A friend of mine shared a perspective that I appreciate. She is married with 2 kids and typically shares motherhood content on Instagram so I asked her about marriage content. She simply said although she doesn’t like the idea of sharing marriage content because it can sometimes come off as condescending or lofty she said she views marriage from a place of God’s mercy. When she was single she prayed a prayer of surrender that went something like this “ God I clearly don’t know what I’m doing, and I know I desire marriage. I’ve prayed for my desires to be in alignment with your will for my life. So God if it’s your will that I get married then Lord send the man. The best man, I have no notes, just send him. In whatever form you want to send him in(raw, finished etc.), and when you do please let it be clear to me that you sent him.”
I looove this prayer and this perspective however my only “note” would be “Lord, I need someone that is at least self-aware”. We ALL have stuff, life in 2023 is hard, my only ask is that you as a man know what your stuff is and that you are open to communicating it so that we know how to move.
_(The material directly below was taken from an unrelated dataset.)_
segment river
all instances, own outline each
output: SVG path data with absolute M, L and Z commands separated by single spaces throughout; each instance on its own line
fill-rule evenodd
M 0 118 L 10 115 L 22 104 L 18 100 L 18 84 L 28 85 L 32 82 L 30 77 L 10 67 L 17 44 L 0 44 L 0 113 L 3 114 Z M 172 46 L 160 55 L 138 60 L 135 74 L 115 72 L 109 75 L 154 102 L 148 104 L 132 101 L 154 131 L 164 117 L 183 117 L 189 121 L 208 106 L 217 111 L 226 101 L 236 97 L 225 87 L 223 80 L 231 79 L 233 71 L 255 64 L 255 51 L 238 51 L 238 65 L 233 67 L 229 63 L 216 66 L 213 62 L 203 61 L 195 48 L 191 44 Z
If there is an elephant on your head that makes you dance around in circles, fill me in so I know whether I’m joining the dance, or if I can’t bear another elephant dance 😂😂😂 (by far the weirdest analogy i’ve ever written on this blog) but hopefully, you catch my drift.
This is NOT at all how I saw this blog going, I thought I was going to spend my time breaking down attachment styles and how to identify yours and what the research says, etc. but the holy spirit lead me down a different path; a path to be more honest about my current situation. PLEASE go read the book though, I’ve learneeeed so much about myself and the way I show up in relationships.
So this is me; a 31-year-old Christian black female declaring once and for all, that I do in fact desire marriage, even though most times the thought of dating & relationships scare me. I would love to have a partner to share my life with forever. I desire someone loving, caring, self-aware, and “securely attached” because I don’t have the capacity for another avoidant partner. I’m praying that he comes into my life soon but honestly, I know that God’s timing as “cliche” as it sounds is the best time.
There you have it, my update on love; Side note, friends and loving family, I am actually open to "set ups" - online dating can be a little hard at times.